Vast distances, pastel-colored spires, bright sun, rocks, fossils, fragile flowers, and a fascinating geologic and paleontology history make Badlands National Park  one of the most awe-inspiring sites in South Dakota. Over 64,000 acres in the park are designated wilderness areas. The two wilderness units in the park include the Sage Creek Wilderness, accessible from the Sage Creek Rim Road  or Sage Creek Campground , and the Conata Basin, which is accessible via Conata Road and the Conata picnic area south of Dillon Pass.
There are no established trails in the wilderness areas, though hiking is encouraged. Feel free to follow the paths carved by the bison or follow personal whimsy as you wander the grasslands and Badlands formations. Enjoy the beauty of the region but be very careful of drop-offs. Erosion has left a lot of loose, unstable soil and you could find yourself sliding off the edge of a cliff.

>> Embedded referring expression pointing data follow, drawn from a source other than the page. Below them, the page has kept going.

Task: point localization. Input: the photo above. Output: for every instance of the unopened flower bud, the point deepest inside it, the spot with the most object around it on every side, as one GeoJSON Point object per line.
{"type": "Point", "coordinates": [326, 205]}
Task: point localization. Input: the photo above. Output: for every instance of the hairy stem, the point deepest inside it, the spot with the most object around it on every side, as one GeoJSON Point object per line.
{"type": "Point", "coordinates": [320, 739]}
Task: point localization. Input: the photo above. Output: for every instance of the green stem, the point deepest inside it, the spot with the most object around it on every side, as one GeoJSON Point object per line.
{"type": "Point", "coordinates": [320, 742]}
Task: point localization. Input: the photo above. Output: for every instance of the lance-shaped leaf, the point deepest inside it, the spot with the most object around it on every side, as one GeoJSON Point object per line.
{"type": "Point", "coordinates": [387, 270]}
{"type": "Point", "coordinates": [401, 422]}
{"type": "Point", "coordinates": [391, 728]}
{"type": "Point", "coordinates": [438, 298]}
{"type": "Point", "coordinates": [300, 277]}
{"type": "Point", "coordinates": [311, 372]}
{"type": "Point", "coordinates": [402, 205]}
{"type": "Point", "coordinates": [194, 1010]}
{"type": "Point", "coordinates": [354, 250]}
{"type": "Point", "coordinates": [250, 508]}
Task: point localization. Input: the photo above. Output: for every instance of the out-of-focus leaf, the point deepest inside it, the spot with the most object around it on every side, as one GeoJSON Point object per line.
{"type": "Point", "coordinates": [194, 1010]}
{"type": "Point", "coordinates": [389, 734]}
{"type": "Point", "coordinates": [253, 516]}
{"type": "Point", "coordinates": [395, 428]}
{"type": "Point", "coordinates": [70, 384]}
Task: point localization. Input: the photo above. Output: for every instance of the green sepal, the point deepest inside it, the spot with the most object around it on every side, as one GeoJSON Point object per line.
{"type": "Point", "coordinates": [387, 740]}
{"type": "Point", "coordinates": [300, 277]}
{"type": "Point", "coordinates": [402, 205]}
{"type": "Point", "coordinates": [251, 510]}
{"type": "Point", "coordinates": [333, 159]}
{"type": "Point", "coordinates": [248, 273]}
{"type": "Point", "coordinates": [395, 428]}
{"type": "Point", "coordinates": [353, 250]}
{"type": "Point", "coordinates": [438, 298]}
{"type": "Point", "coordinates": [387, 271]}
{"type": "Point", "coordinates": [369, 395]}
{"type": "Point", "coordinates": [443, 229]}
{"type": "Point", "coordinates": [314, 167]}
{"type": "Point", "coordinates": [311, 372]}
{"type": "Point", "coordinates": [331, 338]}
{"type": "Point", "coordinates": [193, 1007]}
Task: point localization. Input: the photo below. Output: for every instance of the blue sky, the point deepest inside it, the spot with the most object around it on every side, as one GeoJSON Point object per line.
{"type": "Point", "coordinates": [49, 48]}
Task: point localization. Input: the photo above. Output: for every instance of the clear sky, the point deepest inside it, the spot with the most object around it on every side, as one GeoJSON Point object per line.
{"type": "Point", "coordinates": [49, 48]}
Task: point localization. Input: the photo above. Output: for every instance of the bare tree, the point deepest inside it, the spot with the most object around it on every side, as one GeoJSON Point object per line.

If you are planning on spending some time in the park, camping is allowed anywhere that is at least a half-mile away from any road or trail and is not visible from park roads. Keep in mind that prairie grasses grow tall and with hot temperatures and strong winds, fire danger in the park is frequently high. Campfires are not allowed anywhere in the park. Backpacking stoves are allowed.
Backpacking this region is best in spring and fall, but those are also times when park usage is pretty low and there won’t be many folks in the vicinity should you run into difficulty. The Badlands are remote and surrounded by high pinnacles that frequently block the use of cell phones. For your safety, stop by the visitors center and let the rangers know your plans.